All this is happening as congestion charges are increasing
These risks are not going away. In fact, congestion charges are likely to continue increasing, especially in the West where a high penetration of renewables is colliding with changing weather patterns and other factors.
As solar installations increase across the Southwest, midday exports to northern systems like PacifiCorp and Idaho Power become more common. These deliveries often take paths that cross CAISO’s system, triggering CAISO congestion charges that will no longer be refunded.
So if PacifiCorp schedules a delivery that flows across a congested CAISO line, for example, PacifiCorp must pay CAISO for that even if it holds firm transmission rights elsewhere. Under FERC’s approved transitional fix, some of those congestion revenues are returned to PacifiCorp’s balancing authority, but not directly to the customer. This means PacifiCorp could face an unhedged congestion cost—a situation where it must pay for congestion without the financial protection normally provided by OATT’s firm transmission rights.

Similarly, large hydro-powered utilities in the Pacific Northwest commonly sell excess generation into CAISO during snowmelt, but changing weather patterns make this less predictable. Earlier snowmelt could mean more excess generation during the shoulder season when demand is already low, for example.
CAISO approved a transitional fix, but it’s not enough
In response to fairness concerns, CAISO approved a transitional fix in Jun 2025, but this is not a permanent solution. It partially allocates congestion revenues to neighboring regions, ensuring balancing authorities outside CAISO will receive some money to offset congestion charges. This was enough to keep the EDAM launch on track, but it provides little peace of mind for market participants.
A more comprehensive redesign is expected within 12 to 24 months of launch, and stakeholders will be watching closely to ensure it provides financial certainty for market players and restores alignment with OATT principles.* If it doesn’t, expect chaos on par with California’s famous water wars.[3]
Accurate forecasting is now more critical than ever
In the meantime, the burden of managing congestion risk is shifting from long-term contracts to short-term forecasts. With firm service now offering less financial protection, market participants will increasingly depend on short-term operational visibility to stay ahead of risk.

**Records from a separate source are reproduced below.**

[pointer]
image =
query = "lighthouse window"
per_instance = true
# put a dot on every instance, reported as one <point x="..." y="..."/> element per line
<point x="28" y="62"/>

Amperon’s short-term demand forecasts help predict granular load patterns at the level of grid load zones or even individual meters, and our short-term renewable generation forecasts account for the effects of hyper-specific weather patterns on intermittent supply. Both will become more critical than ever before as traders attempt to avoid transmission basis risk.
Contact us to discuss your options with an Amperon representative.
*NOTE: On August 29, 2025, the Federal Energy Regulatory Commission formally approved tariff revisions allowing PacifiCorp and Portland General Electric to join EDAM, while also signing off on CAISO’s proposed congestion revenue allocation framework. Importantly, FERC confirmed that the so-called “transitional fix” for congestion revenues—intended to share some funds with neighboring balancing authorities—has no sunset date. This means the temporary framework could remain in place indefinitely unless stakeholders and CAISO agree on further reforms. While CAISO has committed to launching a redesign process within 12–24 months of go-live, FERC’s decision underscores that market participants cannot count on a firm expiration for the current rules, leaving ongoing uncertainty around how congestion risk will ultimately be managed.
[1] FTRs entitle the holder to receive compensation for congestion costs while transmitting electricity.
[2] In competitive electricity markets, actual power flows are determined by market optimization via market-based dispatch.
[3] The race to bring water to a growing Los Angeles in the early 20th century sparked much debate—and some bombings—over who held the rights.